Monique Garcia ’22
Every year, a month is dedicated to celebrating Hispanic Heritage. From September 15 to October 15, people all around the U.S. celebrate the beautiful culture and diversity of Hispanics. The dates, while seemingly arbitrary, are intended to honor the independence days of various Hispanic countries, including Costa Rica, Nicaragua, Guatemala, Chile, and more.

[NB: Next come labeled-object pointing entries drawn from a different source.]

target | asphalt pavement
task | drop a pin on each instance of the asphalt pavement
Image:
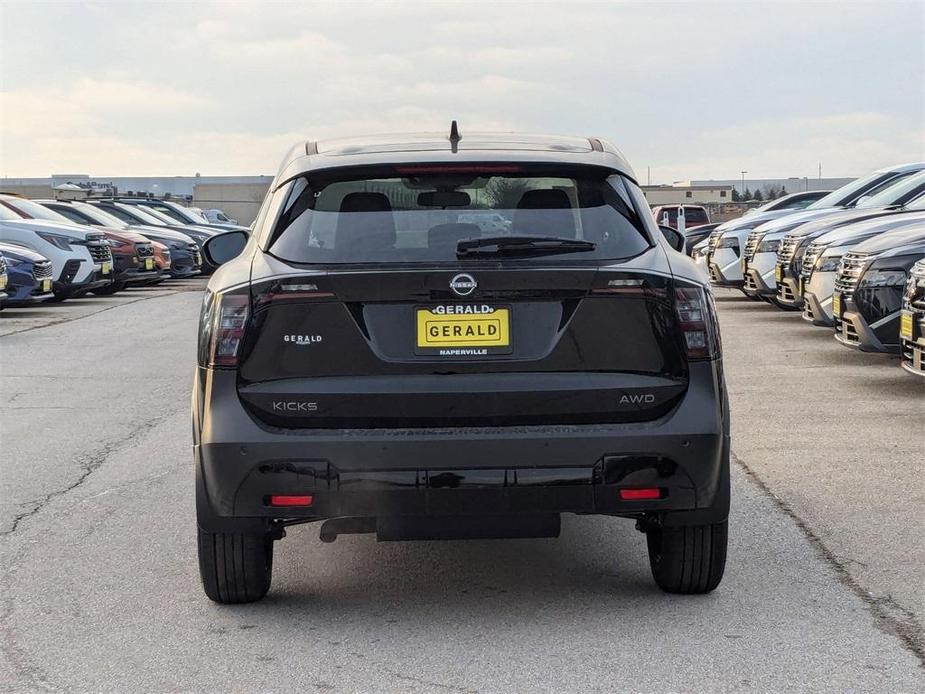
(99, 588)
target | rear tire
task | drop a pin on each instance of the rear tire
(235, 567)
(688, 559)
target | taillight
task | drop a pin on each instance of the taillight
(224, 320)
(697, 318)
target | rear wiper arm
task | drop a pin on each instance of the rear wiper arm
(521, 245)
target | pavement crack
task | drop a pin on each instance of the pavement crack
(88, 464)
(889, 616)
(429, 683)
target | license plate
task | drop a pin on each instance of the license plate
(463, 330)
(905, 325)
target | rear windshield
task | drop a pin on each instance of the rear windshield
(420, 213)
(691, 216)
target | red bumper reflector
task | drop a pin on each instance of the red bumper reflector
(287, 500)
(640, 494)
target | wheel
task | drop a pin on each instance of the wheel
(109, 289)
(688, 559)
(235, 567)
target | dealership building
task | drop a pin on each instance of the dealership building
(240, 196)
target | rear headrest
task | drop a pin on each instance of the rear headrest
(446, 235)
(544, 212)
(544, 199)
(375, 230)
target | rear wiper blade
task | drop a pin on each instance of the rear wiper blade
(521, 245)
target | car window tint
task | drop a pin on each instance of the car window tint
(420, 216)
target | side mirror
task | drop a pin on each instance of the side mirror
(675, 239)
(224, 247)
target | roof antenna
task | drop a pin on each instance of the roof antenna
(454, 136)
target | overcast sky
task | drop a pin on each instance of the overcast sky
(692, 90)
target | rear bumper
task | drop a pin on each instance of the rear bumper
(725, 268)
(818, 311)
(854, 331)
(135, 275)
(460, 471)
(788, 292)
(92, 281)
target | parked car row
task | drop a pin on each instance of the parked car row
(848, 262)
(54, 250)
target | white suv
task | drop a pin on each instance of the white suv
(81, 260)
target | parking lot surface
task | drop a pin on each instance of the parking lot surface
(100, 588)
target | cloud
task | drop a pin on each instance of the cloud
(695, 90)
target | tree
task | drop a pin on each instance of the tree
(505, 193)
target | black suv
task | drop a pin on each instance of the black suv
(376, 358)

Mercersburg has made a visible effort to honor Hispanic Heritage Month this year through dining hall foods and various events. Matthew Tavarez ‘22 said, “There are a few events planned for this month, such as teaching traditional latin dances and pop-up Horchata stands.” Faculty advisor of the Latinx/Hispanic Student Union, John David Bennett, listed events planned for the month: “A Latin beats dance with dance lessons, a fundraiser with Pulsera Project selling bracelets, various meals inspired by recipes provided by LatinX members of the Mercersburg community, and a few pop-up events [as mentioned earlier.”
Manuel Ponce ‘23 said, “Back in my hometown, Union City New Jersey, everyone from all around the world would be informed about all the cultures in Hispanic Heritage Month. Being a Hispanic in Mercersburg Academy is hard because of the lack of support from the student body. I just wish that before I graduate I can tell myself that Mercersburg did justice to what Hispanics consider Hispanic Heritage Month.”
Sentiments amongst students are differing, and that may have to do with advertising of the events. Tavarez notes that these events are not as evenly spread out throughout the month as he had expected, but nonetheless students and faculty members have dedicated significant behind-the-scenes work to plan the events taking place in the second half of the month.
Matias Abarca Caldera, the leader of Mercersburg’s Latinx affinity space, said, “For me this month is something new because in my country this month is not celebrated as a Hispanic heritage month, but I find it is something spectacular.” He is glad to see that Mercersburg is trying to honor his heritage and the heritage of so many students on campus, and he thinks these efforts are instrumental in order to educate people and to help others feel included.
In a similar fashion to other students and faculty, Caldera is unaware of many of the planned events for this month. Caldera said, “I think the school should invite some Latino alumni to give a talk on this topic.” A panel would show current Hispanic students that they are represented in the alumni community, and they would be able to hear from individuals who were once in their shoes. Kevin Malo ‘24 said, “I would love to see cooking classes, more teaching moments, and general promotion of latin artists, cuisine, and social problems going on in the Hispanic community.”
Compared to where Mercersburg was three years ago, immense progress has been made and should be acknowledged. However, students generally feel that more can be done to honor and share their rich cultures with the wider Mercersburg community. Tavarez and Ponce both express that they would also love to see the celebration of their cultures normalized outside of this dedicated month. However, for right now, the best Mercersburg can do for Hispanic students, and every other minority group on campus, is to listen and respond to their needs and wants.